Airfields, harbors and shipping were also the targets on October 12, this time in northern Formosa. These would be the first strikes Fighting 18 executed in the face of both significant anti-aircraft fire and airborne interception by enemy planes. The first fighter sweep of the day launched into overcast skies at 06:17 and headed for Shinchiku Airfield with VF-18 flying low cover. Unfortunately, the Japanese were alerted to the formation's presence ahead of time, and the morning's protective cloud cover dissipated above Shinchiku. Flak of all calibers was intense as a result. Harris and the other Intrepid fighters led the way in, pushing over in glide bombing attacks on hangars around the strip. After the bombs dropped, the fighters headed north for their next target, Matsuyama Airfield. On the way to Matsuyama the cloud cover thickened once more. Just shy of Taien Airfield, VF-18 pilots spotted six Japanese bombers working their way down through a layer of clouds, seemingly on a landing approach. Intrepid's fighters caught and destroyed the whole bomber formation in two minutes. Harris was credited with shooting down two of them.

Immediately after this engagement, a group of over one dozen Zeros broke through the cloud layer above Intrepid's divisions. Enemies continued to come through the clouds in pairs until there were 40 or more Japanese aircraft operating against pilots from Fighting 18 and Bunker Hill's VF-8. Harris claimed two more kills during a wild encounter, and his wingman "Jimmy" Burley scored three. They were one of the few sections that managed to stay together throughout the engagement. By the end of the fight, VF-18 accounted for 25 Japanese planes shot down and suffered three losses in return.

On October 14, Japanese air forces attempted a reprisal against Task Force 38, but poor weather conditions complicated their search for the U.S. fleet. Only approximately 25 bombers made it to the vicinity of Task Group 38.2. VF-18's Combat Air Patrol (CAP), which had been flying above the task group continuously for almost two hours, was vectored to intercept these bombers just outside the task group's picket. They took care of the first formation of twelve bombers that emerged from the clouds.
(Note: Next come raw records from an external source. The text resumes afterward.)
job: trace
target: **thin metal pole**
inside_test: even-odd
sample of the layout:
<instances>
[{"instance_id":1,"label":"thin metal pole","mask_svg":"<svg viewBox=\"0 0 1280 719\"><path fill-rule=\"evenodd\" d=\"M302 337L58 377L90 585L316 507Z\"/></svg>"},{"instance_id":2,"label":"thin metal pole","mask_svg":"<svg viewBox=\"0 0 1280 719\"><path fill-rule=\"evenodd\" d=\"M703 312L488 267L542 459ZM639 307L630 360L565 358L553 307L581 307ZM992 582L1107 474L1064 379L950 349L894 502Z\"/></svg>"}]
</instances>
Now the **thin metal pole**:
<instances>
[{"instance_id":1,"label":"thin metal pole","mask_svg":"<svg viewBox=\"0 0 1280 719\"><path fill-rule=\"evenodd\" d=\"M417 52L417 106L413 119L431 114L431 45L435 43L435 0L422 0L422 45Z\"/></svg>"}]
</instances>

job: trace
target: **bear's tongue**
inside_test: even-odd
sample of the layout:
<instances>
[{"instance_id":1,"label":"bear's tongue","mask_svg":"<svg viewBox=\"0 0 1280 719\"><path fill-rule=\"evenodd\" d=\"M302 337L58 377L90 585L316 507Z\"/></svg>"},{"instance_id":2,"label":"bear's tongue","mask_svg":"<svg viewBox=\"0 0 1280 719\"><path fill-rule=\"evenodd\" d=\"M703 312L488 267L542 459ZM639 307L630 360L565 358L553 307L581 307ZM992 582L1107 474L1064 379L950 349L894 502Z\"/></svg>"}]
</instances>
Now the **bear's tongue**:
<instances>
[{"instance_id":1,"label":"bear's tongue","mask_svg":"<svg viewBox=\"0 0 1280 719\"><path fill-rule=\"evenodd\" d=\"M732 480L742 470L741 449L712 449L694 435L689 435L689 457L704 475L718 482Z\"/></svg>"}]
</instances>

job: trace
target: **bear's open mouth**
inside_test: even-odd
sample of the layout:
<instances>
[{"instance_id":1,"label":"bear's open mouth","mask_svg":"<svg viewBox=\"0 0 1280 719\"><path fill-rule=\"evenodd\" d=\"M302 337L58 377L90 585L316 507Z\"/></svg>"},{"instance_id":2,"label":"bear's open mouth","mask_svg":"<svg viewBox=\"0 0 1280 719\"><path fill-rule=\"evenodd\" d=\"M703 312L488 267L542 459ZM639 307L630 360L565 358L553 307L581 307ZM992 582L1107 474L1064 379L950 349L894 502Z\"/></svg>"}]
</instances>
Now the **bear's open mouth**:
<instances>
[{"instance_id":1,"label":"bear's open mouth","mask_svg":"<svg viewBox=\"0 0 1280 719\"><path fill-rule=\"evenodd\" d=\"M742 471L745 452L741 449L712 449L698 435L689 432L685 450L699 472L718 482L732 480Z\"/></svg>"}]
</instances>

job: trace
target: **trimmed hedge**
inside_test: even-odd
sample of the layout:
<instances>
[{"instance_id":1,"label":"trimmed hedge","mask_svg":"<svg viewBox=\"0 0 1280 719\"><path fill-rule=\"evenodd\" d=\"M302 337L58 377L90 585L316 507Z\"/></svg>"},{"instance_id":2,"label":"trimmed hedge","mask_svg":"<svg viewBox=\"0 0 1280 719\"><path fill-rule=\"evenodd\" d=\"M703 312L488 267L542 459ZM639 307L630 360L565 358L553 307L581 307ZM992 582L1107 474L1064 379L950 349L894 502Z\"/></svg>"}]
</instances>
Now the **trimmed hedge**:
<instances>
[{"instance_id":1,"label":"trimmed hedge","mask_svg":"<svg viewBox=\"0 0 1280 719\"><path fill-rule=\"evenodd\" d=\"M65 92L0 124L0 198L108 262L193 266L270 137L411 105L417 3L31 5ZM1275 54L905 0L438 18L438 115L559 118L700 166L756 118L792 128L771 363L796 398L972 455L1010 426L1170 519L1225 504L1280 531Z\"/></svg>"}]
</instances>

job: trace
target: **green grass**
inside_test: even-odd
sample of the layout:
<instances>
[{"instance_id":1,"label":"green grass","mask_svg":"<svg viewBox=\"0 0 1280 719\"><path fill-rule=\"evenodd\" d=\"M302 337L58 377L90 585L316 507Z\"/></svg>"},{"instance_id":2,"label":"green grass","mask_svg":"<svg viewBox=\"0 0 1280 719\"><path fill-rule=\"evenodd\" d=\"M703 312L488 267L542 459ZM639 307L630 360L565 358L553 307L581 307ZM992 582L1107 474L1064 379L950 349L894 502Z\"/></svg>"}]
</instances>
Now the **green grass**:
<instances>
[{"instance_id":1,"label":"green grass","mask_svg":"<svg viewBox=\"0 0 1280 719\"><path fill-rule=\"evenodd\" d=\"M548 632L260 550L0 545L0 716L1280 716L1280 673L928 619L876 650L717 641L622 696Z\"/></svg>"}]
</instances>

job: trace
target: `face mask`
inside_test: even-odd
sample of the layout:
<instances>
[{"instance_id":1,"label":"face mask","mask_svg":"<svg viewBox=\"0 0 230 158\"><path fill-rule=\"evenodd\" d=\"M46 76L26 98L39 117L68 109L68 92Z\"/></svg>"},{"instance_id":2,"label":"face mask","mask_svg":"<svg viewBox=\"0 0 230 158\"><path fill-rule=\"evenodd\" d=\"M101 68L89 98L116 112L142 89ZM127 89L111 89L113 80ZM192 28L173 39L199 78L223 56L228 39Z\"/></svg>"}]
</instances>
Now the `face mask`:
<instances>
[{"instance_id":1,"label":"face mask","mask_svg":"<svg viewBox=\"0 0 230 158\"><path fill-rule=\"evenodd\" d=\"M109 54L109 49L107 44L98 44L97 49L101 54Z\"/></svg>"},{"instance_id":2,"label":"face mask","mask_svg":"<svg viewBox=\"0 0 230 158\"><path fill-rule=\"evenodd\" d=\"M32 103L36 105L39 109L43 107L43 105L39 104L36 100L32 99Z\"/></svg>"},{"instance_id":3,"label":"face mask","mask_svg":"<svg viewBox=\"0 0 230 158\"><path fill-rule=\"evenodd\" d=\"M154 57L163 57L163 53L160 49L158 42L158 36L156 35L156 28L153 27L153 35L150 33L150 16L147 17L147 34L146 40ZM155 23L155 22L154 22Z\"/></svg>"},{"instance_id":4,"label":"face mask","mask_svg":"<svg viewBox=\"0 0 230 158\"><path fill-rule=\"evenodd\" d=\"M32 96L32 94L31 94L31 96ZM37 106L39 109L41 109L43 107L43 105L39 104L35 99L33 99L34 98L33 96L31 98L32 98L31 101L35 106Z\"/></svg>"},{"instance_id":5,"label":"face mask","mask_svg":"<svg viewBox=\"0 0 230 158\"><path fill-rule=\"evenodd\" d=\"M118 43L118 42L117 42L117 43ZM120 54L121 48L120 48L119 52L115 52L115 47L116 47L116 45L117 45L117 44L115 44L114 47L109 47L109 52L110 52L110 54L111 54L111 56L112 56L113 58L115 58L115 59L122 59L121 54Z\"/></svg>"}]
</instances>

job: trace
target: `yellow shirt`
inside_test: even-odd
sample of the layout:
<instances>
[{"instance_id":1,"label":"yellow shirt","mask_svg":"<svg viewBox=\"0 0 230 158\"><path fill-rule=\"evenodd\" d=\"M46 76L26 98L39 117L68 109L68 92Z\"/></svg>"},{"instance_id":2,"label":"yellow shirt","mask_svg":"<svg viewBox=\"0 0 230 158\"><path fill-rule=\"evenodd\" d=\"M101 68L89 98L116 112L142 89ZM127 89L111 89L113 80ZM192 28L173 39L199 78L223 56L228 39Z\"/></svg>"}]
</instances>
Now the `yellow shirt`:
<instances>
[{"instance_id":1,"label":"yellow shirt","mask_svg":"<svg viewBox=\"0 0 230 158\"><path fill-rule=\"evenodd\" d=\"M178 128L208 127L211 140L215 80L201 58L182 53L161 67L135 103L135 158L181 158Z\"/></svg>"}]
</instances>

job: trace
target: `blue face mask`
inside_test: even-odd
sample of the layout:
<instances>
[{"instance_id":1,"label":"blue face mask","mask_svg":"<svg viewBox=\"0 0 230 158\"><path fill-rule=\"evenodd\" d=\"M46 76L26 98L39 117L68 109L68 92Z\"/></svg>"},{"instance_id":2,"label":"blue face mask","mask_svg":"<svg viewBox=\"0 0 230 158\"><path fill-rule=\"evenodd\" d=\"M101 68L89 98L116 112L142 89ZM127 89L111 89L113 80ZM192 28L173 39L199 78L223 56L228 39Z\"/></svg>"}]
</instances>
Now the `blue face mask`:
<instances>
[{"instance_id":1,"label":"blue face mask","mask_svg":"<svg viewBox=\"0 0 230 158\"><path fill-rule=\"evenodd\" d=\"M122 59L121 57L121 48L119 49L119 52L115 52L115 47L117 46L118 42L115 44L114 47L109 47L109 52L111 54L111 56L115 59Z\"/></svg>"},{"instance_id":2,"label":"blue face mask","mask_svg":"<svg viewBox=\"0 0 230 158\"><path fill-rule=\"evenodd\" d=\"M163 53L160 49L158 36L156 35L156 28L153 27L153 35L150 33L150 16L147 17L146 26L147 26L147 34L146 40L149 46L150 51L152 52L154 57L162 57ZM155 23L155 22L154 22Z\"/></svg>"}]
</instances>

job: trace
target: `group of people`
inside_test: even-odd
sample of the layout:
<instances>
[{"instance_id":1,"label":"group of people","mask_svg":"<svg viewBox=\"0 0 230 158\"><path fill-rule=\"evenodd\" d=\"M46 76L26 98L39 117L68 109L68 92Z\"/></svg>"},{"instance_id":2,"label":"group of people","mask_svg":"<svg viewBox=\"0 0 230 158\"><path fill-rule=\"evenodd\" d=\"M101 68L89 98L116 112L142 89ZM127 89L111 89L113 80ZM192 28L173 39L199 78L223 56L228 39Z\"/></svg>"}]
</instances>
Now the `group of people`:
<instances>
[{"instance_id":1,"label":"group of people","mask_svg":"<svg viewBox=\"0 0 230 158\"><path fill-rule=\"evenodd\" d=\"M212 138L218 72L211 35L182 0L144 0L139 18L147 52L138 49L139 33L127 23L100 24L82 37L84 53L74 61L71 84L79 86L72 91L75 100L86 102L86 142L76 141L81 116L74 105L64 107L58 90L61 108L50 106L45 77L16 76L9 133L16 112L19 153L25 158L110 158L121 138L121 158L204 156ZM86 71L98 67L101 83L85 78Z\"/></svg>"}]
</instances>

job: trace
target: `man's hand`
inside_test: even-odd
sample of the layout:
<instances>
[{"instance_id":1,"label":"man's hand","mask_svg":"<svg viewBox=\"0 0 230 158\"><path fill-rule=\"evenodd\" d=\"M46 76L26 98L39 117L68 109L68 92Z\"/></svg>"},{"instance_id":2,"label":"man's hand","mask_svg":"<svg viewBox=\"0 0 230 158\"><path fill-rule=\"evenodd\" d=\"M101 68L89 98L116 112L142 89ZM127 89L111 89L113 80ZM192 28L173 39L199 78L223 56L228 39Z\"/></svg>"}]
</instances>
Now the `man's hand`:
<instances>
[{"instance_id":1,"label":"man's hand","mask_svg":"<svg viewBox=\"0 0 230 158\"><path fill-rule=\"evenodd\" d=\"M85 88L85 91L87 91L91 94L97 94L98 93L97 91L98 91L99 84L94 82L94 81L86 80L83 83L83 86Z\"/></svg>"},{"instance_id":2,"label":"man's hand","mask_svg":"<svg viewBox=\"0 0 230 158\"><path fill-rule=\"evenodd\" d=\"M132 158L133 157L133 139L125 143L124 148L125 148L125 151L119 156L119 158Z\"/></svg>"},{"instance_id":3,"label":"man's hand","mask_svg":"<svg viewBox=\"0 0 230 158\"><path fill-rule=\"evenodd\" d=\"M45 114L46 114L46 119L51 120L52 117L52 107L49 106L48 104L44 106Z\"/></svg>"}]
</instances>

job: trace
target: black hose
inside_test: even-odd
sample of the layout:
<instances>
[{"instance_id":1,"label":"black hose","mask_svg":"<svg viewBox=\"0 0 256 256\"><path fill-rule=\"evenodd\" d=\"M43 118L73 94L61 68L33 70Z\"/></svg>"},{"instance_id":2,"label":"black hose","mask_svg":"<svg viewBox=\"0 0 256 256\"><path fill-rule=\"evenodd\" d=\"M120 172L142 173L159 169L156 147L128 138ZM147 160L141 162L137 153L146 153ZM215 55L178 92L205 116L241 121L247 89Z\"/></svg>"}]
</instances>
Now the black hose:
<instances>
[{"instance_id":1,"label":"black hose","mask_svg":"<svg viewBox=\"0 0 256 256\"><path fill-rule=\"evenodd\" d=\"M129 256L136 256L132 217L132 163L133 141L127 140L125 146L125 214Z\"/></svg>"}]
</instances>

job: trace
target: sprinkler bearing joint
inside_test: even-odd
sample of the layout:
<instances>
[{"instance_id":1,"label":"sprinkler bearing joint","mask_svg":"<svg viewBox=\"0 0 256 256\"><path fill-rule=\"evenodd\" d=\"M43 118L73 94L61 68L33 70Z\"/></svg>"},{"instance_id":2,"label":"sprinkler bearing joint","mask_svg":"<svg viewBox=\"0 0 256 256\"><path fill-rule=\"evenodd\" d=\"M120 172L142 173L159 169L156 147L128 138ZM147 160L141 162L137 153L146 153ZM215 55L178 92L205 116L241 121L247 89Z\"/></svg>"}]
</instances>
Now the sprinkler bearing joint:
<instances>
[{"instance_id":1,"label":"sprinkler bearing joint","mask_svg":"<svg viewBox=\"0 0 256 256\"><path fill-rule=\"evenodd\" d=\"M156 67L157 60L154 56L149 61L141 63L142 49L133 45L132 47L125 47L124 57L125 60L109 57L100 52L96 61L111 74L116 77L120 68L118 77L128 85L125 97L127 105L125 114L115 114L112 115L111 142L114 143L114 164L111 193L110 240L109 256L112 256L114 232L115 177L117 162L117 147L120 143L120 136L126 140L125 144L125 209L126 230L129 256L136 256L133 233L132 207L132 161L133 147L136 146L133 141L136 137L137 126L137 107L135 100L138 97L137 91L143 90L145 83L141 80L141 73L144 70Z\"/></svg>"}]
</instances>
Two recently launched divisions of VF-18 Snooper Anti-Submarine Patrol (SNASP) were also routed to intercept, including one division led by Harris. His division had barely finished grouping up after launch when they sighted a second formation of bombers coming towards the ships. Harris exploded one midair then raked a second, sending it crashing into the sea.

The biggest risk posed to the SNASP Hellcats was not enemy bombers but their own task group's anti-aircraft fire. Harris and company withdrew back to the edge of the screen to protect themselves from the ships' guns. There they spotted another Yokosuka D4Y ("Judy") being chased by a CAP Hellcat unable to hit his target—it turned out the guns on his new plane were not properly adjusted. Harris pulled in from 5 o'clock and shot down his third "Judy" of the day. At the end of the day, only one out of an estimated 30 bombers penetrated the picket, putting a bomb just shy of the carrier Hancock. According to the Air Group's War History, the Commander-in-Chief of the Pacific Fleet (CinCPac) wrote of the recent activity of the Third Fleet:
My congratulations to you on the recent Pacific news. Will you please join Bard, Gates and myself in your messages to Halsey and Mitscher. The air and sea power of the THIRD FLEET is making history. All hands in the long line of support throughout the Navy are grateful for the opportunity of working for such a team — James Forrestal
In its recent crucial offensive the THIRD FLEET has been a source of pride to us all and has inflicted destruction and disaster on our enemy which he will not forget. WELL DONE. Signed CinCPac.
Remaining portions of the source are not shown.